Nationalrat, XX.GP Stenographisches Protokoll 165. Sitzung / 50

11.30

Bundeskanzler Mag. Viktor Klima: Herr Präsident! Hohes Haus! Meine sehr geehrten Damen und Herren! Ich wurde gebeten, dem Hohen Haus über die Ergebnisse des außerordentlichen Europäischen Rates von Berlin zu berichten. Es war ein Gipfeltreffen, das unter dem Zeichen der tragischen Entwicklungen im Kosovo stand, der größten Katastrophe und Tragödie, die Europa seit dem Zweiten Weltkrieg erlebt hat.

Was die Maßnahmen und Reformen innerhalb der Europäischen Union betrifft, so war dieses Gipfeltreffen ein Zeichen der Entschlossenheit und Geschlossenheit der Europäischen Union, um rasch interne Probleme zu lösen und Maßnahmen für die nötigen Reformen im Bereich der Agrarpolitik, der Strukturpolitik und des Finanzhaushaltes zu treffen.
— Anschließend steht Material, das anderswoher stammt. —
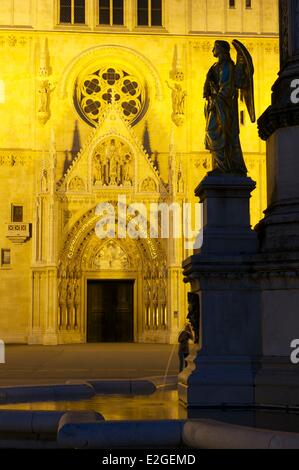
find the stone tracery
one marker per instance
(103, 86)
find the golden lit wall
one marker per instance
(40, 59)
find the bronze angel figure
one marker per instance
(221, 91)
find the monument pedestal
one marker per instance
(222, 275)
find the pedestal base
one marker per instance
(218, 381)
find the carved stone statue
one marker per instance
(221, 90)
(178, 96)
(112, 164)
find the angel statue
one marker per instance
(221, 91)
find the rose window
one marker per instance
(95, 91)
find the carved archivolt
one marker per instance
(112, 164)
(96, 90)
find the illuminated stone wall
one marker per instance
(46, 118)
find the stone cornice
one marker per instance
(275, 118)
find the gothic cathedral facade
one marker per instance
(101, 103)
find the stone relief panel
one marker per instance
(113, 164)
(111, 256)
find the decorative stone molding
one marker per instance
(14, 41)
(12, 161)
(18, 232)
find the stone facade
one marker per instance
(89, 112)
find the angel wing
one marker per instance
(244, 61)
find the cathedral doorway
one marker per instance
(110, 311)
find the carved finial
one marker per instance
(43, 63)
(177, 73)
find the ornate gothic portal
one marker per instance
(111, 290)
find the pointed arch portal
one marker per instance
(111, 290)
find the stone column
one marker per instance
(222, 371)
(278, 263)
(279, 125)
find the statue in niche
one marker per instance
(221, 90)
(44, 182)
(178, 97)
(114, 160)
(112, 164)
(76, 184)
(148, 185)
(194, 314)
(44, 90)
(127, 169)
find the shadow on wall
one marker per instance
(70, 155)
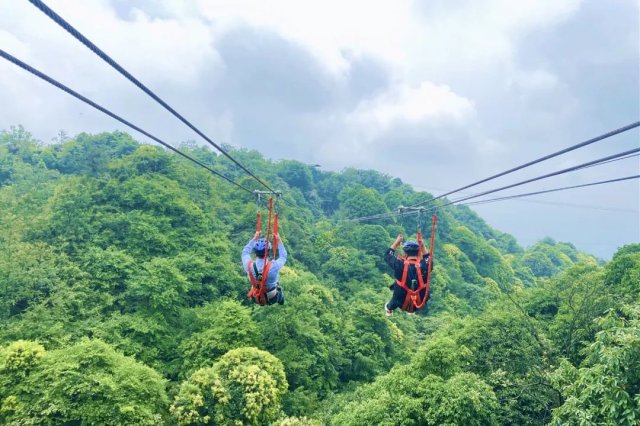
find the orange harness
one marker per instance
(258, 287)
(258, 290)
(413, 301)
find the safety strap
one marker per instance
(413, 301)
(258, 287)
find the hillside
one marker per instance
(121, 288)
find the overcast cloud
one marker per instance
(439, 93)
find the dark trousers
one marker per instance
(399, 294)
(278, 298)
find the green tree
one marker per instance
(245, 386)
(606, 388)
(87, 383)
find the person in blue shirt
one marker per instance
(260, 248)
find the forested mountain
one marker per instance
(123, 301)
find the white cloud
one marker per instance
(426, 102)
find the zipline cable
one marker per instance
(546, 191)
(536, 161)
(95, 49)
(75, 94)
(509, 197)
(559, 172)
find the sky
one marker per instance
(439, 93)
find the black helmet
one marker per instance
(411, 248)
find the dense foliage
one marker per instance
(123, 301)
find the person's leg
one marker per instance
(280, 296)
(397, 299)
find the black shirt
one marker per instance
(398, 265)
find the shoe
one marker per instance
(388, 312)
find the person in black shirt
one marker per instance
(412, 251)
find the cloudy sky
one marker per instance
(439, 93)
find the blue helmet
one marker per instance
(411, 247)
(260, 246)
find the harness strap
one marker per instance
(258, 287)
(412, 300)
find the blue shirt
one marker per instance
(276, 265)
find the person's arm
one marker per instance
(423, 251)
(390, 254)
(282, 253)
(246, 251)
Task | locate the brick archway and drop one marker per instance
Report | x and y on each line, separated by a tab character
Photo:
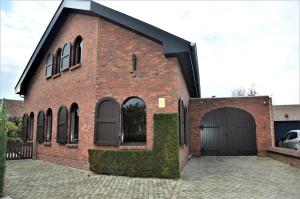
258	107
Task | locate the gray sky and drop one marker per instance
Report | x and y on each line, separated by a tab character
240	44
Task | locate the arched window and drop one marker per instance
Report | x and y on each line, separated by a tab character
77	50
134	121
49	62
57	61
65	57
25	122
74	123
40	127
30	126
107	122
48	125
62	125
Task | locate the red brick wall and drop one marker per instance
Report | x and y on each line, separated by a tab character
258	107
104	71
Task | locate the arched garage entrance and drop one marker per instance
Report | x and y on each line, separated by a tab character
228	131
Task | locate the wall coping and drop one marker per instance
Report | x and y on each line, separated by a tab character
285	151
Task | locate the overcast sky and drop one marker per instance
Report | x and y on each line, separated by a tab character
240	44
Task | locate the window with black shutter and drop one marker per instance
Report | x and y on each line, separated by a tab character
56	68
30	126
48	125
186	125
65	57
134	121
25	122
181	121
62	125
74	123
107	122
40	127
49	62
77	50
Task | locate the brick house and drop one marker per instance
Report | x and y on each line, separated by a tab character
96	79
Nach dem geschlossenen Rücktritt der Kommission unter Jacques Santer bestand für die Europäische Union durchaus die Gefahr einer institutionellen Krise. Durch die rasche Einigung auf Romano Prodi als designierten künftigen Kommissionspräsidenten noch am Vormittag des ersten Verhandlungstages konnte ein wichtiger Beitrag geleistet werden, diese Krise abzuwenden, zumal, meine sehr geehrten Damen und Herren, die Kompetenz und persönliche Integrität des ehemaligen italienischen Regierungschefs von allen Seiten anerkannt werden. Ich bin daher überzeugt davon, daß wir sehr rasch eine arbeitsfähige Kommission haben werden.

Romano Prodi soll noch im Mai unter Anwendung des Amsterdamer Verfahrens vom bestehenden Europäischen Parlament bestätigt werden und dann die Aufgabe übernehmen, in Gesprächen mit Vertretern der einzelnen Mitgliedsstaaten eine Kommission zusammenzustellen, die diesem Verfahren entsprechend möglichst rasch auch vom Europäischen Parlament bestätigt werden soll.

Wir haben versprochen, auf alle Fraktionen einzuwirken, daß diese Bestätigung der neuen Kommission nicht erst im Herbst oder Spätherbst, sondern möglichst früh im Sommer dieses Jahres erfolgen kann.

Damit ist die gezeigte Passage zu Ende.